We can use the LitScan API to search for relevant publications about this RNA:
@limits(calls=20, period=1)
def get_publications(genes):
format_gene_query = ['job_id:"{}"'.format(gene) for gene in genes]
url = f"https://www.ebi.ac.uk/ebisearch/ws/rest/rnacentral-litscan?query=entry_type:Publication AND ({' OR '.join(format_gene_query)})&fields=title,pmcid&format=json"
response = requests.get(url)
r = response.json()
titles = [hit['fields']['title'][0] for hit in r['entries']]

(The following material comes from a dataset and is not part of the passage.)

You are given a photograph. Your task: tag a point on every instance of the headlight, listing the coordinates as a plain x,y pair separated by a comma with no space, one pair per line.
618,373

pmcids = [hit['fields']['pmcid'][0] for hit in r['entries']]
links = [f"https://www.ncbi.nlm.nih.gov/pmc/articles/{pmcid}/" for pmcid in pmcids]
publication_data = pd.DataFrame({"titles": titles, "pmcids": pmcids, "links": links})
return publication_data
## We can get away with this because we only have one RNA in our selection -
# think how it would need to change if we wanted to run across a whole dataset
publication_data = get_publications(set(list(miRNA['genes'])[0]))
with pd.option_context('display.max_colwidth', None):
display(publication_data)
So this RNA has been found in 4 publications, the titles of which you can see here, and you should be able to go and get the full text at these links.
Hopefully this gives you an idea how to get started using the RNAcentral APIs for your own analyses. If you want to play a little more with this data, you could try getting all the papers for other RNA types identified in this analysis, or filtering to only look at those RNAs with no papers about them, or try some of the other techniques we've talked about in this webinar!